Compiègne * Nach der Schlacht bei Malplaquet muss sich Kurfürst Max Emanuel nach Compiègne zurückziehen. Später nach Marly und Suresnes.
Schwabing * Kurfürst Max Emanuel lässt das Schlösschen seines Geheimen Rats und Kabinettsekretärs Ignaz von Wilhelm unter dem Namen Sourenne zu einem adeligen Sitz erheben und mit der Niedergerichtsbarkeit ausstatten.
Das Schloss mit seinem Garten an der Werneckstraße in Schwabing ist noch erhalten und trägt den Namen Suresnes.

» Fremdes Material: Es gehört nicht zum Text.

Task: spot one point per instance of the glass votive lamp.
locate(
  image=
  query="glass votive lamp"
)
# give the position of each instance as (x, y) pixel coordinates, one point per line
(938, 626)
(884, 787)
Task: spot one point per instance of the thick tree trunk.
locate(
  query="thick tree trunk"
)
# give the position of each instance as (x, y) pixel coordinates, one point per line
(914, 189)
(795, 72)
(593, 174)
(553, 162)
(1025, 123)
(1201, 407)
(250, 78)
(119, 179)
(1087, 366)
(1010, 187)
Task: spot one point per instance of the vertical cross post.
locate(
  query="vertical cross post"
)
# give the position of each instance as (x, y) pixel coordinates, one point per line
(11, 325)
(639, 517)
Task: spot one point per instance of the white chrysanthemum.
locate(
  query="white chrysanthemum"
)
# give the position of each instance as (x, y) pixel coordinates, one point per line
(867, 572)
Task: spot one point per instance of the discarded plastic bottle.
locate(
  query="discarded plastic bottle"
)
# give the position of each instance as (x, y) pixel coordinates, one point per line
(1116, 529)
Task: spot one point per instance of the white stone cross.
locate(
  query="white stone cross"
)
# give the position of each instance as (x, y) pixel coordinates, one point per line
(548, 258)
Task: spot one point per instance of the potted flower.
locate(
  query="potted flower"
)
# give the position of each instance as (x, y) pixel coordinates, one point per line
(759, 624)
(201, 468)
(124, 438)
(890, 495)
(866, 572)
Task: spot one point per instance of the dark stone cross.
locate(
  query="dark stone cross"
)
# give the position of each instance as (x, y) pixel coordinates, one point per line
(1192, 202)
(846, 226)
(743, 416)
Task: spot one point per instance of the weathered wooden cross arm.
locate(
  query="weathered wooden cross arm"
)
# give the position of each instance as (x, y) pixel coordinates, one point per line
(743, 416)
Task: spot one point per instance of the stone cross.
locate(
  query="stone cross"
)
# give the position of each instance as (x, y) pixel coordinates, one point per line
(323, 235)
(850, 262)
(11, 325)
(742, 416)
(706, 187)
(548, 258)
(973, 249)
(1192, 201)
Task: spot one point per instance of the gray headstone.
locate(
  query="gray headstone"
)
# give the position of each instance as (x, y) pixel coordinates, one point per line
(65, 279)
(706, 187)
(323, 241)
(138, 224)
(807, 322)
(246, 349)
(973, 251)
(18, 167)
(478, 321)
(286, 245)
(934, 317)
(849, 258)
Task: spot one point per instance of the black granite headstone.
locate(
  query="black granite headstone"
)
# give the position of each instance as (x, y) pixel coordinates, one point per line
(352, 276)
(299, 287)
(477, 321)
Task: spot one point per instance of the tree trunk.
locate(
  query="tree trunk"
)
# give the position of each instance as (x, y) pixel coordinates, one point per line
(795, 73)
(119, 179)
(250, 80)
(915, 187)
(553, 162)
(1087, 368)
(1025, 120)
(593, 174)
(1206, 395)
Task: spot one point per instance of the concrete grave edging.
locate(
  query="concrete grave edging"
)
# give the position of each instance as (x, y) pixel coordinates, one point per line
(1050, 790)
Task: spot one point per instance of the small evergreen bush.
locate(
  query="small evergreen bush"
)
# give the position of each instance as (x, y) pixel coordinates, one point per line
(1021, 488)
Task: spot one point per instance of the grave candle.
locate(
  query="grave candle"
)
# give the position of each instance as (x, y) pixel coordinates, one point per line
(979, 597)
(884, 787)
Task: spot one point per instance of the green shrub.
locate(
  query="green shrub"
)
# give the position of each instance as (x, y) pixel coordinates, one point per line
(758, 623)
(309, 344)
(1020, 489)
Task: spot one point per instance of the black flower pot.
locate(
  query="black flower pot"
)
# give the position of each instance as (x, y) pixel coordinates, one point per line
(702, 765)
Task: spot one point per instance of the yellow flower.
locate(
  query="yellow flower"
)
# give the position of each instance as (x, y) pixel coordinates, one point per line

Schwabing * Mit einem Vertrag überlässt der Geheime Rat und Kabinettssekretär Franz Xaver Ignaz von Wilhelm sein in Schwabing gelegenes Schloss Suresnes dem Kölner Kurfürsten Clemens August zur Nutzung. Dafür erhält Wilhelm das Nutzungsrecht am Schloss Ammerland am Starnberger See „mit der Jagd, der Fischerei und der Gärtnerei“. Die Eigentumsrechte und Unterhaltspflichten an beiden Schlössern bleiben durch diesen Vertrag unangetastet.
Über die Hintergründe des Nutzungstausches gibt es keine Unterlagen. Die Vermutung ist naheliegend, dass der Kölner Fürstbischof eine verschwiegenes Absteigequartier nahe Münchens für seine amourösen Vergnügungen sucht. Der prachtliebende und den Freuden des Lebens sehr zugetane Fürst, der aufgrund seiner fünf Bistümer auch „Monsieur de Cinq-Eglises“ genannt wird, ist bis zum Todesjahr des Geheimen Rats Franz Xaver Ignaz von Wilhelm, 1741, Hausherr auf Schloss Suresnes.
München-Schwabing * Ernst Toller wird im Suresnes-Schlösschen in Schwabing verhaftet.